Several times, in fact. I guess each time, I was scared it would suddenly have appeared out of thin fucking air.
They say these hallways change at night.
They want to believe this place is enchanted,
and though I would enjoy such a sanitized way of looking at this place,
I know better.
And though I live in one of the few rooms with a bathtub
in this hotel-turned-dormitory,
which puts me at risk for seduction by a creepy half-drowned spectre,
at least I’m someplace where you can’t reach me.
Not that you even want to reach me.
You with the Djarum Blacks you finally stopped smoking--
you were happy enough without me that you stopped smoking.
That knowledge alone was worse than any harsh words at the typewriter.
You with that face, those eyes that always looked half-empty or more,
the endless, endless consumption of alcohol, complete with snide words to the bartender.

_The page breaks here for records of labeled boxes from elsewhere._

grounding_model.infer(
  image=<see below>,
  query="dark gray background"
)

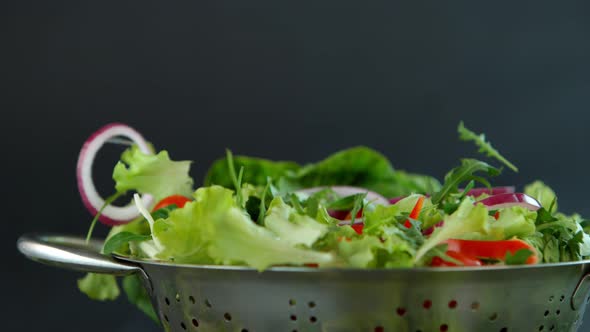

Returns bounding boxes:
[0,0,590,331]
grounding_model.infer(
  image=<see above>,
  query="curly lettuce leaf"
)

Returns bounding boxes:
[524,180,557,213]
[264,197,328,247]
[152,186,334,270]
[490,206,537,240]
[113,146,193,200]
[415,197,499,261]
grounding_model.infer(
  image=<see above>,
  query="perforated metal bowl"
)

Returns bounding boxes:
[18,235,590,332]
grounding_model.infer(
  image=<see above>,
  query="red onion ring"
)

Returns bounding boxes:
[76,123,153,226]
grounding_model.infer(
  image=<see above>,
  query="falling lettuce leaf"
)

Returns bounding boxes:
[113,146,193,200]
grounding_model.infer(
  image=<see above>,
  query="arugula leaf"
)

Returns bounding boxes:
[256,179,270,225]
[457,121,518,172]
[102,232,152,255]
[432,158,500,204]
[504,249,533,265]
[205,146,440,197]
[225,149,244,206]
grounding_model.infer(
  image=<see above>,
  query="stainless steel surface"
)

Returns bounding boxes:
[17,234,143,275]
[19,236,590,332]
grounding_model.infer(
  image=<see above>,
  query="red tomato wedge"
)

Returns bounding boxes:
[152,195,191,211]
[431,239,539,266]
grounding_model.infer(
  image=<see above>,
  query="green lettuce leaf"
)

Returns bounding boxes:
[264,197,328,247]
[415,197,500,261]
[524,180,557,213]
[113,146,193,201]
[152,186,334,270]
[205,146,440,197]
[203,156,300,188]
[490,206,537,240]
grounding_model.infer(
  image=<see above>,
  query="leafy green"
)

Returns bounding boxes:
[205,147,440,197]
[122,275,160,324]
[113,146,193,200]
[103,232,152,255]
[457,121,518,172]
[432,159,500,204]
[78,273,120,301]
[203,156,300,188]
[147,186,334,270]
[264,197,328,247]
[490,206,537,240]
[415,197,499,261]
[504,249,534,265]
[524,180,557,213]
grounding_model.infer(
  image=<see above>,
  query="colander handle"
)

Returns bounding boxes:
[17,234,144,275]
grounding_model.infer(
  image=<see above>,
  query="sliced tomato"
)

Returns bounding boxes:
[152,195,191,211]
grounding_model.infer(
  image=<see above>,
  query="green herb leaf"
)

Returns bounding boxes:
[504,249,533,265]
[102,232,152,255]
[350,193,367,225]
[432,159,500,204]
[457,121,518,172]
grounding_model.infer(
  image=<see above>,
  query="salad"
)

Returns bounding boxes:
[77,123,590,321]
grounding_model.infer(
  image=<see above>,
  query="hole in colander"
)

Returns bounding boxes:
[395,307,406,316]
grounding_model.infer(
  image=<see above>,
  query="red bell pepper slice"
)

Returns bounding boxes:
[404,196,424,228]
[431,239,539,266]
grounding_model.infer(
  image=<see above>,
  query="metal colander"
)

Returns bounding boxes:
[18,235,590,332]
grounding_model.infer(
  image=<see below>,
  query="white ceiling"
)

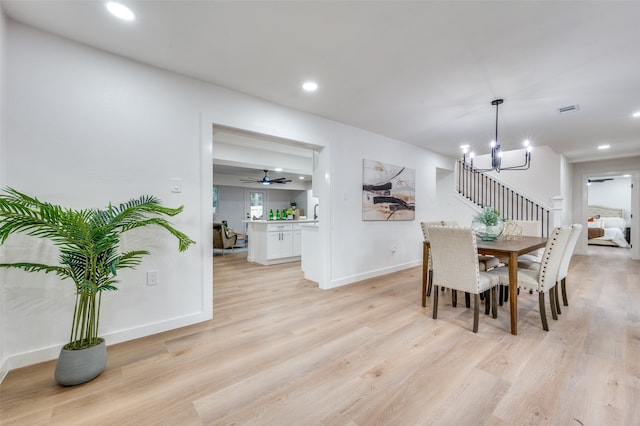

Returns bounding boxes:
[2,0,640,162]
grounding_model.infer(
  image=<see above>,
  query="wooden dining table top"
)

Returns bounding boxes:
[422,237,547,335]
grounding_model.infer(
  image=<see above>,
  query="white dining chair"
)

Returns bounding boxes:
[492,225,572,331]
[420,220,500,307]
[428,226,500,333]
[556,223,582,306]
[518,223,582,314]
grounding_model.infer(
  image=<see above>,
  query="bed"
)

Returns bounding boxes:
[587,206,629,247]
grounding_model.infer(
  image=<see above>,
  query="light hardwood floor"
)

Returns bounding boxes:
[0,251,640,426]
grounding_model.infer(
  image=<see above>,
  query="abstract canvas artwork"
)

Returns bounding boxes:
[362,159,416,220]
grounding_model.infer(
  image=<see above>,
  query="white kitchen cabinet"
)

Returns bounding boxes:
[247,220,314,265]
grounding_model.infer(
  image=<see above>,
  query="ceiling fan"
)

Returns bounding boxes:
[587,178,613,183]
[240,170,291,185]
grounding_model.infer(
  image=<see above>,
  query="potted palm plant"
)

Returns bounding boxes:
[471,206,504,241]
[0,188,194,386]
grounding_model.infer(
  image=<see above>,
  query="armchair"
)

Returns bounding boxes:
[213,223,238,256]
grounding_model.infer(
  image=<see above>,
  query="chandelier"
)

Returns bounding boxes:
[461,99,531,173]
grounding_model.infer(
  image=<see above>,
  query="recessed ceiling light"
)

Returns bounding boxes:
[107,1,136,21]
[302,81,318,92]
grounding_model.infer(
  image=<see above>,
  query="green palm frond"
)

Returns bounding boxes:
[0,188,195,347]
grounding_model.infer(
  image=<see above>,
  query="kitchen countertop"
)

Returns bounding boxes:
[243,219,318,223]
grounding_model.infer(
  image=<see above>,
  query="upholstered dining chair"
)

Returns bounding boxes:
[556,223,582,307]
[427,226,500,333]
[420,220,500,307]
[492,225,572,331]
[518,223,582,314]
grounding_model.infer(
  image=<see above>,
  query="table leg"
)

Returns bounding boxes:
[509,253,518,335]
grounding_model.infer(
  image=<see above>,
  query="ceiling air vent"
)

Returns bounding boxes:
[558,104,580,114]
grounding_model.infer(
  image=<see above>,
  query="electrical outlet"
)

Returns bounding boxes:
[171,178,182,193]
[147,271,160,286]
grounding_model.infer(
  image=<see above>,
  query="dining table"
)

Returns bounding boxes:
[422,236,547,335]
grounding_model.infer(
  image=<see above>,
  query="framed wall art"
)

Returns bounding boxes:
[362,159,416,221]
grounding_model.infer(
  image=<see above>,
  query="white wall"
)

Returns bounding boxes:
[320,127,454,286]
[0,3,9,381]
[484,146,563,207]
[0,21,452,370]
[2,21,216,367]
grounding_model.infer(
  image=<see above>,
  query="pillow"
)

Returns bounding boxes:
[600,216,626,231]
[587,219,604,228]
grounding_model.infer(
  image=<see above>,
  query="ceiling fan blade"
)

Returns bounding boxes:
[240,170,291,185]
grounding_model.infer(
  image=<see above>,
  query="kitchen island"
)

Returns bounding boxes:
[246,219,317,265]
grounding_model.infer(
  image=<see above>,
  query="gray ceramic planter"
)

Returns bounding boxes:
[55,339,107,386]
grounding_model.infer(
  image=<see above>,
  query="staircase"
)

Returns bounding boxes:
[456,160,551,237]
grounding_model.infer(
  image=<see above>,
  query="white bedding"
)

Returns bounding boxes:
[589,228,629,247]
[588,211,629,247]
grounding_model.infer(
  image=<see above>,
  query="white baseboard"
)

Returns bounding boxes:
[0,312,211,382]
[323,259,422,290]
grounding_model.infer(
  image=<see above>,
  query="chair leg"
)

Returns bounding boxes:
[433,286,438,319]
[482,290,491,315]
[427,271,433,297]
[560,278,569,306]
[473,294,480,333]
[422,274,430,307]
[491,287,498,319]
[538,292,549,331]
[549,289,558,321]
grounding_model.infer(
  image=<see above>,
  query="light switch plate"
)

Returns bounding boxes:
[171,178,182,192]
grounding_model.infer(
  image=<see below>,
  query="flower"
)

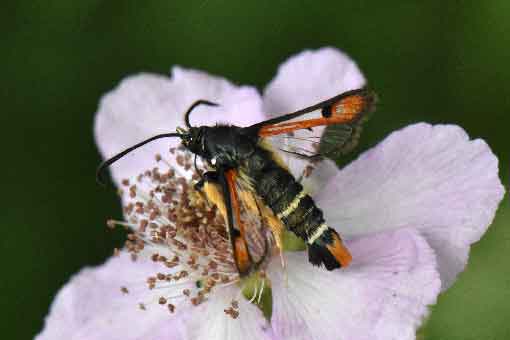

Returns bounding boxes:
[37,48,504,340]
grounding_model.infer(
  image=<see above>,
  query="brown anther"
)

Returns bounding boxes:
[139,219,149,233]
[106,220,116,229]
[168,303,175,313]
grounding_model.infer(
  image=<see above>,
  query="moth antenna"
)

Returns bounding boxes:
[193,154,201,181]
[184,99,220,129]
[96,132,182,186]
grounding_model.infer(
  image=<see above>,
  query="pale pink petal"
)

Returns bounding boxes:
[269,230,441,340]
[36,256,182,340]
[264,47,365,190]
[180,286,272,340]
[315,123,504,289]
[264,47,365,116]
[94,67,264,184]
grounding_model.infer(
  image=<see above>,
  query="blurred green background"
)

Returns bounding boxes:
[0,0,510,340]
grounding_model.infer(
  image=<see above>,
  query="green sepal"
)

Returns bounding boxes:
[241,272,273,321]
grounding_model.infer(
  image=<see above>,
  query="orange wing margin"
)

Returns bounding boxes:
[258,89,375,137]
[225,169,252,274]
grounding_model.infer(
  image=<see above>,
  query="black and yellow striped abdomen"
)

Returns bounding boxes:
[245,148,350,270]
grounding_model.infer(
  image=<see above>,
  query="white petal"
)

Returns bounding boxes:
[95,67,265,184]
[181,286,272,340]
[264,47,365,186]
[36,256,182,340]
[315,123,504,289]
[269,230,440,340]
[264,47,365,116]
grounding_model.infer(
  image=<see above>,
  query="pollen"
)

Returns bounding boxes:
[106,148,273,319]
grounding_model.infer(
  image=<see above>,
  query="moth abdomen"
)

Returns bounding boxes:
[250,150,351,270]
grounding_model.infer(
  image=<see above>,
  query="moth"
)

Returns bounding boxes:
[98,88,376,276]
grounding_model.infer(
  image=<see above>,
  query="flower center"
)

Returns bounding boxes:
[107,148,274,318]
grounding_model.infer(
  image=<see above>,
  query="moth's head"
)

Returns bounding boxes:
[177,126,206,157]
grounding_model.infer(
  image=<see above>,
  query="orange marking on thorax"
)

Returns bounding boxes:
[326,235,352,268]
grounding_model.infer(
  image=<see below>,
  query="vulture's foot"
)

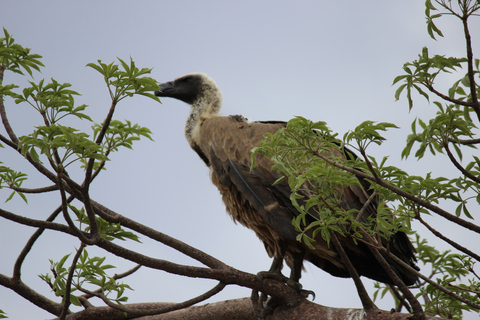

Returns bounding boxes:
[250,289,275,319]
[257,271,315,300]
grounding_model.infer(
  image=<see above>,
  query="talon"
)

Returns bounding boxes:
[298,289,316,301]
[257,271,288,283]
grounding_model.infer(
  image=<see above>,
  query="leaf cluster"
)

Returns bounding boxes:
[252,117,401,246]
[87,58,160,104]
[0,28,44,77]
[415,235,480,319]
[68,205,140,242]
[0,29,160,318]
[39,249,132,306]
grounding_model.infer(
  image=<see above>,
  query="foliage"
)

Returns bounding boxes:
[252,0,480,319]
[0,29,160,318]
[39,249,132,306]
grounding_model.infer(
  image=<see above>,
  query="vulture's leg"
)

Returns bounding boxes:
[286,252,315,300]
[250,257,288,319]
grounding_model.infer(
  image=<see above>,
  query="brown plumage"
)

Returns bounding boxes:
[155,74,417,285]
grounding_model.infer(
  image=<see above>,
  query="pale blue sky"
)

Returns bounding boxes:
[0,0,480,319]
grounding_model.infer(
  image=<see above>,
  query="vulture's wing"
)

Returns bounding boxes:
[197,116,413,283]
[200,117,297,240]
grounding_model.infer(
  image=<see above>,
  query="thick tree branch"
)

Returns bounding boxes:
[59,298,443,320]
[0,274,62,316]
[0,208,75,235]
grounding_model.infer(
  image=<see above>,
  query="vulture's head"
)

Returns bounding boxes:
[155,73,222,109]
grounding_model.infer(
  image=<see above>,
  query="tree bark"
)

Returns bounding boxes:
[59,298,443,320]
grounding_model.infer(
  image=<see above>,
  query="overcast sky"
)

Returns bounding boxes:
[0,0,480,319]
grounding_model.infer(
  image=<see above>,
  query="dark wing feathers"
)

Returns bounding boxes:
[196,117,416,284]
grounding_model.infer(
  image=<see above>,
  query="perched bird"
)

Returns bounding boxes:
[155,73,417,285]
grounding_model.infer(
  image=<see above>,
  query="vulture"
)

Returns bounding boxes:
[155,73,417,288]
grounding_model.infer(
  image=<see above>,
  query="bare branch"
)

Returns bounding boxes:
[0,274,62,316]
[0,208,75,235]
[13,196,74,279]
[415,215,480,261]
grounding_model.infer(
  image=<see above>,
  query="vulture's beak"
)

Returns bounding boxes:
[155,81,174,97]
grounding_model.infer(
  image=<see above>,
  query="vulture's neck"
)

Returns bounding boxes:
[185,90,222,149]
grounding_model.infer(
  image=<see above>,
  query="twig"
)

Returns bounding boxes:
[10,185,58,193]
[78,264,142,298]
[59,243,86,320]
[444,143,480,183]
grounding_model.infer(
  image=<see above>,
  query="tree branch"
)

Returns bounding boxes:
[0,274,62,316]
[445,143,480,183]
[462,13,480,120]
[313,152,480,233]
[330,231,378,310]
[13,196,74,279]
[415,214,480,261]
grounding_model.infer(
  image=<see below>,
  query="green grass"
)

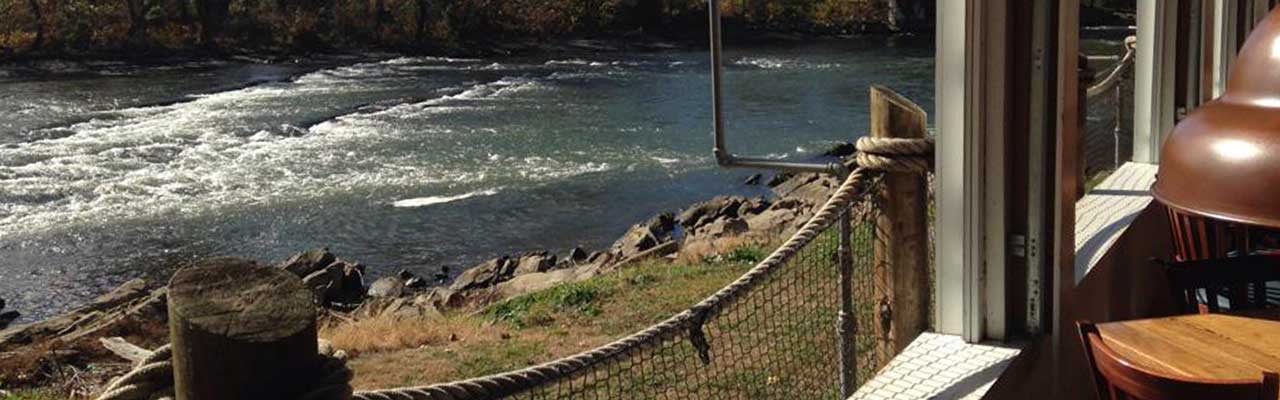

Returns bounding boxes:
[0,390,63,400]
[484,246,767,329]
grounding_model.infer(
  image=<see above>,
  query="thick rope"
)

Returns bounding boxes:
[353,168,870,400]
[97,342,355,400]
[90,137,933,400]
[854,137,933,173]
[1085,36,1138,97]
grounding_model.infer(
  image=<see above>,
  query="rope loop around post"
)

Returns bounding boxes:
[97,344,353,400]
[854,136,934,173]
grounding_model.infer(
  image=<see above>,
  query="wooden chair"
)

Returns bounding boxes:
[1075,321,1280,400]
[1157,255,1280,313]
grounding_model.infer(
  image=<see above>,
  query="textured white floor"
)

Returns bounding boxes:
[1075,163,1158,282]
[849,333,1021,400]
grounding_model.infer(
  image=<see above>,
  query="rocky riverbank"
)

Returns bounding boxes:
[0,156,837,388]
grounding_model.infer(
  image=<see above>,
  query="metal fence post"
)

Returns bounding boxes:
[838,209,858,399]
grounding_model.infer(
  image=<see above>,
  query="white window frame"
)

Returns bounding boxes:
[934,0,1007,342]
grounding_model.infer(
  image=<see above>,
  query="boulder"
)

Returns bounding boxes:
[822,142,858,158]
[570,247,586,264]
[369,277,404,297]
[695,218,750,238]
[278,247,338,278]
[0,312,22,329]
[332,263,365,304]
[612,213,676,258]
[764,172,795,187]
[515,251,556,276]
[302,263,344,304]
[0,279,168,349]
[398,269,430,290]
[676,196,752,229]
[737,197,773,217]
[431,265,449,285]
[449,256,515,290]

With the ex far prettier and more talented that I can ever hope to be,
and the Advocaat and blood staining the hands that held my waist.
I don’t think it’s accurate to say
that you were Jack Torrance
and that I was Wendy,
but the fact remains
that one of us got out in the end
and the other one didn’t.
The hard part is-- I can’t tell who is who.
One of us looks like a caricature, a Neanderthal
with eyelashes frozen over,
but the foil doesn’t stop long,
gathering the traumatized remnants of those two short months
and getting the fuck out of dodge.
One of us is descending the mountain,
safe from the elevator that threatens to drown its patrons in crimson.
But the other has had their brains bashed in,
right the fuck in,
and I think it’s me that the Overlook Hotel has claimed for the last hundred years.